I want to read in the first 3 columns from many files where I don't necessarily know the number of columns each file contains. Additionally, I don't exactly know the number of lines to skip in each file, though it won't be more than 19 before the header line.

My question is similar to these questions:

• Only read limited number of columns
• Ways to read only select columns from a file into R? (A happy medium between `read.table` and `scan`?).

But I have the different problem of not knowing the number of columns in the files I want to import or the exact number of rows to skip. I only want to import the first three columns from every file, which are consistently named (Date/Time,Unit,Value).

The read.table solutions to the linked questions require knowing the number of columns in your file and specifying the colClasses for each column.

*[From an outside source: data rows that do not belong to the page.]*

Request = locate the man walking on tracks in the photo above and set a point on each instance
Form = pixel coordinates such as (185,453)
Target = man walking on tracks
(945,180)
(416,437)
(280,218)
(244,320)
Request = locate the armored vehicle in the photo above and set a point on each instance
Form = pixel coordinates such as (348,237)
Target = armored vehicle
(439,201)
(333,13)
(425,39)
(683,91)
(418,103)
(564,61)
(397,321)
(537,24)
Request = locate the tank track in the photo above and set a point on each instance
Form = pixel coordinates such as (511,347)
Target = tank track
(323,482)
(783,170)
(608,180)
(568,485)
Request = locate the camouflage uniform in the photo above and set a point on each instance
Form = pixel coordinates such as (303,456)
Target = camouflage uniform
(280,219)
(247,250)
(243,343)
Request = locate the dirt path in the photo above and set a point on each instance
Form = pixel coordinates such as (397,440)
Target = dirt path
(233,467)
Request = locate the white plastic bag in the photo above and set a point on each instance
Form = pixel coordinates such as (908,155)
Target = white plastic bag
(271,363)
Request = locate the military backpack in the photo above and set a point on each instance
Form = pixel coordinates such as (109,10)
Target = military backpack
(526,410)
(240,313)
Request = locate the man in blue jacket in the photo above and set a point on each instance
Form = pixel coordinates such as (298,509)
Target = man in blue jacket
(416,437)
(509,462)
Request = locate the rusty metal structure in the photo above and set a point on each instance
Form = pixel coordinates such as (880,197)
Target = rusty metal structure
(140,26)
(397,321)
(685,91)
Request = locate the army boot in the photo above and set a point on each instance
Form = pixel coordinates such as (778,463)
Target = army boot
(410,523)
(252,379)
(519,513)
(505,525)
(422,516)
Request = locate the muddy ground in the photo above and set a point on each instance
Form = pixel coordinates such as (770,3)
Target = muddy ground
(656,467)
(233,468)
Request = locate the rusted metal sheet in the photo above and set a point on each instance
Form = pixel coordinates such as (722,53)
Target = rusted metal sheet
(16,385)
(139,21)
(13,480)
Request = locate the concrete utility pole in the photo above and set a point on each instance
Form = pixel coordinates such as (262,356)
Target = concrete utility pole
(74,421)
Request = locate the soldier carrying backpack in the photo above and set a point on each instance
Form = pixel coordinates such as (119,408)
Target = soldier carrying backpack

I am attempting to read thousands of files via an approach with lapply, where the input is a list of .csv files, and use read.table on each file:

lapply(files, read.table, skip=19, header=T, sep=",")
# 2ndary issue: # of lines to skip varies.  maybe up to 19.

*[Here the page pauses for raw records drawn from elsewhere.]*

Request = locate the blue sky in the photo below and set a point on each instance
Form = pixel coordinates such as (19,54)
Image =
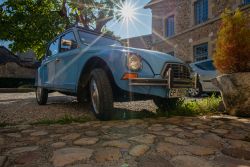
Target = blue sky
(141,27)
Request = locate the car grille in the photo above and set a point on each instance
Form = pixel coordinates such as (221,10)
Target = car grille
(179,71)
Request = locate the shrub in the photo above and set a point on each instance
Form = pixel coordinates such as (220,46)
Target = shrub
(233,44)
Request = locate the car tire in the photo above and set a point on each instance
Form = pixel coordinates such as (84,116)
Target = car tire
(166,104)
(41,95)
(196,92)
(101,94)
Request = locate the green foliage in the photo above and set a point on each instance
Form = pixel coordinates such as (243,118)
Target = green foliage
(31,24)
(195,107)
(233,43)
(66,119)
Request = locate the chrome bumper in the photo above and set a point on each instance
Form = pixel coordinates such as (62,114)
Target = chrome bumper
(169,83)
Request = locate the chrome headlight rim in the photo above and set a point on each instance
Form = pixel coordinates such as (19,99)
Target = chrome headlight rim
(136,66)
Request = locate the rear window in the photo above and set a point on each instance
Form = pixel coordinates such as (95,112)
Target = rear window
(88,38)
(207,66)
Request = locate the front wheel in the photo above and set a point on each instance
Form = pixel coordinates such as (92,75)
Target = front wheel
(101,94)
(166,104)
(41,95)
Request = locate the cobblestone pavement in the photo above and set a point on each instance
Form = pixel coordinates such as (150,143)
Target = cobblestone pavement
(22,108)
(163,142)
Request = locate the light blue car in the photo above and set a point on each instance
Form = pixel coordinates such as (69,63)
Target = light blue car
(98,68)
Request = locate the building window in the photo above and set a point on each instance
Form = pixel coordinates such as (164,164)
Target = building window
(201,11)
(171,53)
(201,52)
(170,26)
(245,2)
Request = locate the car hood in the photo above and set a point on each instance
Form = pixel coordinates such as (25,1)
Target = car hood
(155,59)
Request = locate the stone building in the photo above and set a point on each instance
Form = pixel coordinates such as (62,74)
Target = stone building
(144,42)
(188,28)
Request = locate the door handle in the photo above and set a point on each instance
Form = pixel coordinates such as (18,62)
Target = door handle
(57,60)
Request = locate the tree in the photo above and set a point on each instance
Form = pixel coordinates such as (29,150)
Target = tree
(31,24)
(233,43)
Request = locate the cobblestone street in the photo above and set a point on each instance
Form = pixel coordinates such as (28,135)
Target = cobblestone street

Is there a way of getting around the problem of not knowing the number of columns ahead of time?

EDIT: I have modified the answer provided by @asb to suit my problem and it works perfectly.

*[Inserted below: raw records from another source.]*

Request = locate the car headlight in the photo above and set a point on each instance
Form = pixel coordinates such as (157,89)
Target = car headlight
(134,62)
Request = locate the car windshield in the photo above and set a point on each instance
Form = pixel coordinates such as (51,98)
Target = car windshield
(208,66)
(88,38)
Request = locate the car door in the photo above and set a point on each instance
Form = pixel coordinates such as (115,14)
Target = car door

my.read.table <- function (file, sep=",", colClasses3=c("factor","factor","numeric"), ...) {

## extract the first line of interest, the line where "Date/Time,Unit,Value" appears
first.line <- readLines(file, n=20)[grepl("Date/Time,Unit,Value",
                                          readLines(file, n = 20)) == T]
## deteremine number of lines to skip (max possible = 19)
skip.number <- grep("Date/Time,Unit,Value", 
                    readLines(file, n=20), value=FALSE)-1
## Split the first line on the separator to find # of columns
ncols <- length(strsplit(first.line, sep, fixed=TRUE)[[1]])
## fixed=TRUE to avoid needing to escape the separator.

# use ncols here in the `colClasses` argument
out <- read.table(file, sep=sep, header=TRUE, skip = skip.number,
                  colClasses=c(colClasses3, rep("NULL", ncols - 3)), ...)
out
}

Answer 1

It is easy to know how many columns you have if you know your separator. You can use a construct such as this for each file:

my.read.table <- function (file, sep=",", colClasses3=rep('double', 3), ...) {

  first.line <- readLines(file, n=1)

  ## Split the first line on the separator.

  ncols <- length(strsplit(first.line, sep, fixed=TRUE)[[1]])
  ## fixed=TRUE is to avoid the need to escape the separator when splitting.

  out <- read.table(file, sep=sep,
                    colClasses=c(colClasses3, rep("NULL", ncols - 3)), ...)

  out
}

And then use your solution:

lapply(files, my.read.table, skip=19, header=TRUE)

Also, note that you will have to worry about whether you have rownames and colnames in your file or not because of some intelligence that read.table applies when rownames and colnames are present. The above solution is written assuming none. Please read about colClasses in ?read.table to tweak this further to suit your needs.